We are saddened to announce the death of Hans Belting, following a long illness. Hailed as one of the greatest art historians of all times, Professor Belting’s extensive publications have addressed a broad historical range of European art and architecture, inspiring the work and research of many in our community and beyond.
Hans Belting was first and foremost a medievalist. His doctorate (University of Mainz, 1959) was in this field of studies (“The Basilica dei SS. Martiri in Cimitile and its early medieval fresco cycle”) as was his habilitation, “Studies on Beneventan painting”. Following this, he was Harvard Fellow at the American Byzantine Studies Research Center in Dumbarton Oaks in Washington. Returning to Germany in 1965, Belting set up the department for Byzantine art at the University of Hamburg, before being appointed a professor in Heidelberg. From 1980 to 1992 he was Professor of Art History at Ludwig-Maximilians-University, Munich, moving to Karlsruhe College of Arts and Design in 1992 to co-found the department of art and media history, where he was also Professor.

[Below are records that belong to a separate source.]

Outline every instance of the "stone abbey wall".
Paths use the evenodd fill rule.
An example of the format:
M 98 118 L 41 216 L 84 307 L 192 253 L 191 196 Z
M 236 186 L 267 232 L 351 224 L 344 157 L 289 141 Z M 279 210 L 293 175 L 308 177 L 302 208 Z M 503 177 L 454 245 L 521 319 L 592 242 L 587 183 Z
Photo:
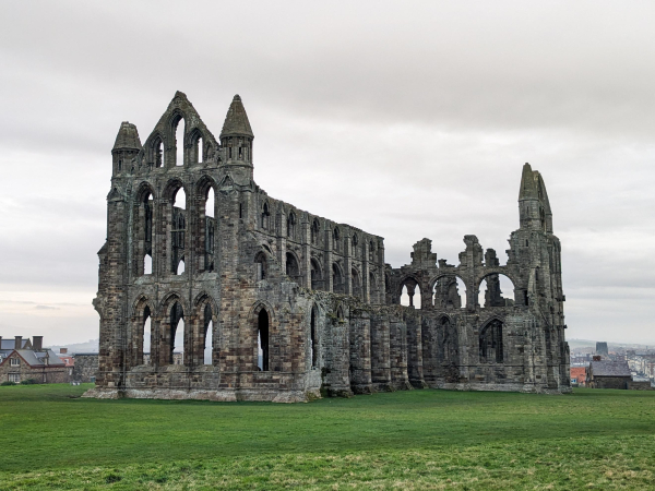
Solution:
M 507 265 L 466 236 L 456 266 L 422 239 L 412 264 L 392 268 L 381 237 L 257 185 L 253 137 L 239 96 L 218 139 L 179 92 L 143 145 L 133 124 L 121 124 L 94 299 L 99 367 L 87 396 L 570 391 L 560 244 L 538 172 L 523 168 Z M 502 297 L 501 275 L 515 300 Z M 404 288 L 420 292 L 420 306 L 400 304 Z

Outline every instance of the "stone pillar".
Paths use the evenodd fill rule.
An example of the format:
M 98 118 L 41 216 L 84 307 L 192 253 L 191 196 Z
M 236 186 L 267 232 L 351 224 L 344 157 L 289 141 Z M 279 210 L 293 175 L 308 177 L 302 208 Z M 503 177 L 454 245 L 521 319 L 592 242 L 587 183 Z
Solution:
M 407 324 L 404 321 L 390 319 L 389 345 L 392 385 L 397 390 L 412 388 L 407 375 Z
M 100 283 L 103 283 L 102 300 L 96 308 L 100 314 L 100 342 L 98 354 L 98 378 L 96 385 L 106 388 L 120 388 L 123 384 L 122 367 L 126 362 L 127 348 L 127 298 L 124 284 L 127 280 L 128 260 L 128 204 L 112 183 L 107 197 L 107 243 L 105 264 Z M 103 263 L 103 258 L 100 259 Z
M 390 323 L 386 315 L 371 316 L 371 382 L 373 390 L 386 392 L 391 384 Z
M 348 232 L 341 238 L 344 241 L 344 294 L 346 295 L 353 295 L 352 239 Z
M 325 252 L 325 291 L 334 291 L 334 285 L 332 282 L 332 230 L 326 227 L 323 231 L 325 240 L 323 243 Z
M 370 394 L 371 382 L 371 321 L 367 312 L 350 315 L 350 387 L 355 394 Z
M 368 240 L 361 241 L 361 297 L 365 303 L 373 303 L 374 299 L 371 299 L 371 289 L 372 285 L 370 285 L 370 263 L 369 263 L 369 244 Z
M 427 386 L 422 373 L 422 340 L 420 330 L 420 314 L 408 312 L 405 314 L 407 323 L 407 374 L 409 383 L 417 387 Z
M 300 275 L 302 276 L 303 286 L 311 289 L 311 229 L 310 223 L 307 219 L 307 214 L 301 215 L 300 223 L 300 243 L 302 244 L 302 264 L 300 264 Z
M 346 319 L 324 318 L 324 379 L 329 395 L 350 396 L 350 326 Z M 327 340 L 329 339 L 329 340 Z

Upon his retirement, from 2002 to 2003 Professor Belting served as Chair of the European Department at the Collège de France and, from 2004 to 2007 as Director of the International Research Center for Cultural Studies (IFK) in Vienna. He was a member of the Academy of Science, Heidelberg, and an Academia Europaea, Wissenschaftskolleg Fellow, a Fellow of the American Academy of Arts and Sciences and a member of the Order Pour le Mérite for Sciences and Arts (which numbers some eighty selected scientists and artists from Germany and around the world).

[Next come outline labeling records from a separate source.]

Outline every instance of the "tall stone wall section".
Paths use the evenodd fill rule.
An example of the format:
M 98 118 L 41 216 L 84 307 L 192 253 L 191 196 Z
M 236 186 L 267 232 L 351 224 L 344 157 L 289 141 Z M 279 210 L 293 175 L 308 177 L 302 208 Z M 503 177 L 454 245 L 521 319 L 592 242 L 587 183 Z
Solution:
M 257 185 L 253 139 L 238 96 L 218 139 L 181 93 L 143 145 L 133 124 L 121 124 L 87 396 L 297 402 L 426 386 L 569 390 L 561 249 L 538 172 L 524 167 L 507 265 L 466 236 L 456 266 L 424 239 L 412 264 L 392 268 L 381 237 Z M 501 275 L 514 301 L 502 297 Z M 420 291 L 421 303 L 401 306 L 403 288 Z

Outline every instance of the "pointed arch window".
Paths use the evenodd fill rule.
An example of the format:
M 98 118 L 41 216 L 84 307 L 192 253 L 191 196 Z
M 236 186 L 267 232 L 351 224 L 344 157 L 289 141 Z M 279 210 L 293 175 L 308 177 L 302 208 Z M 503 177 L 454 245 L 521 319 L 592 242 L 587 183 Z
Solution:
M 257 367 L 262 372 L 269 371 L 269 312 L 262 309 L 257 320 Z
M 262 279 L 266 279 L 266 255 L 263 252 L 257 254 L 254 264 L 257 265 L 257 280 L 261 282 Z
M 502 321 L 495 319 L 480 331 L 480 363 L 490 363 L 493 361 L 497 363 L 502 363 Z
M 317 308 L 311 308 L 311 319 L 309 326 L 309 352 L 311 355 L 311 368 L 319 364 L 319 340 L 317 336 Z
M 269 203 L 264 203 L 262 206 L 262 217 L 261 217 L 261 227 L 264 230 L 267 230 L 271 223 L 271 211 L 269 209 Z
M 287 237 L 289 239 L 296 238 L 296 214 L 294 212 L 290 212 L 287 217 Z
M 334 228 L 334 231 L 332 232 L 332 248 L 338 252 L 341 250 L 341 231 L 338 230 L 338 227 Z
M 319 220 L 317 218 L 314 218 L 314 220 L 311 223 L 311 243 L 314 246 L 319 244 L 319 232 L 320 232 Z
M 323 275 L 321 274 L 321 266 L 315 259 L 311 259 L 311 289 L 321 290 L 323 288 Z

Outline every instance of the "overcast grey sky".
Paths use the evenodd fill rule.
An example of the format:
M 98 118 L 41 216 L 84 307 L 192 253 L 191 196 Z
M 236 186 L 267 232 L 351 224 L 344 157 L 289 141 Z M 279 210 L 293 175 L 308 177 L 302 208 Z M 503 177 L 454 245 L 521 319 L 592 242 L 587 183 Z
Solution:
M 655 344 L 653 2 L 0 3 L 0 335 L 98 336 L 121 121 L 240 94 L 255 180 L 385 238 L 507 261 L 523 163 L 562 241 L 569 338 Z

Professor Belting also wrote on the discipline of art history in the contexts of ‘new’ art forms, including photography, video art, and digital art. An early champion of interdisciplinary research, his work drew upon art history, image studies in cultural studies and in the natural sciences.
In 2015 Professor Belting received the prestigious Balzan Prize for his work on the history of European art; the award citation mentioned Belting’s singular contributions to the study of the visible and the function of images in the Western world as well as his innovative and original interpretations of artworks between cultures and eras.
His many publications include Likeness and Presence: A History of the Image Before the Era of Art (1984), The End of the History of Art (1987), The Invisible Masterpiece: The Modern Myths of Art (2001), Art History After Modernism (2003) and Face and Mask: a Double History (2017)
The Courtauld was delighted to award Professor Belting an Honorary Doctorate of Literature (D.Lit Honoris Causa) of the University of London in 2003, the first year of its existence as an independent college of the University.